A system built on coercion and presided over by self-serving men has been confronted by a citizenry whose welfare has for too long been subordinated to the reckless imperial fantasies of the regime. A government that was responsive to – or even mindful of – its people’s needs might have looked for ways to parley with them. But Iran’s so-called “revolutionary” government is unlike most other governments: it exists not so much to protect or advance the interests of the Iranian people as to serve a tiny elite that rules them. And no matter who the face of the government is, repression has always been that ruling class’s answer to demands for reform from below.
Nearly 20 years ago, when tens of thousands of Iranian students poured onto the streets of Tehran demanding change, it was another “moderate” president of Iran, Mohammad Khatami, who oversaw their brutal suppression. Dozens of students, “disappeared” by the regime in 1999, have never resurfaced. A similarly bloody crackdown, but on a much greater scale, ensued 10 years ago after millions of Iranians took to the streets to protest against the widely disputed re-election to the presidency of Mahmoud Ahmadinejad.

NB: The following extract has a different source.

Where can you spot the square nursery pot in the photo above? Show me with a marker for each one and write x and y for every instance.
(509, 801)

Having quelled the uprisings at home, the Iranian state got busy exporting terror and violence to countries across the Middle East and beyond.
But the anger brewing beneath the surface at home could not long be contained as things went from bad to worse. Young Iranians witnessed their government, led by the supposedly moderate Hassan Rouhani, diverting millions of dollars to terrorist organisations abroad as youth unemployment at home soared to 40 per cent. It is hardly surprising that more than 90 per cent of all the protesters detained by the government over the last 10 days are under the age of 25. How many of them will be “disappeared”? In 1999, the world did nothing because it believed Iran was being led by a moderate. In 2009, the world looked the other way. In 2018, the least we can do is dispense with the lie that Iran is being led by reasonable people.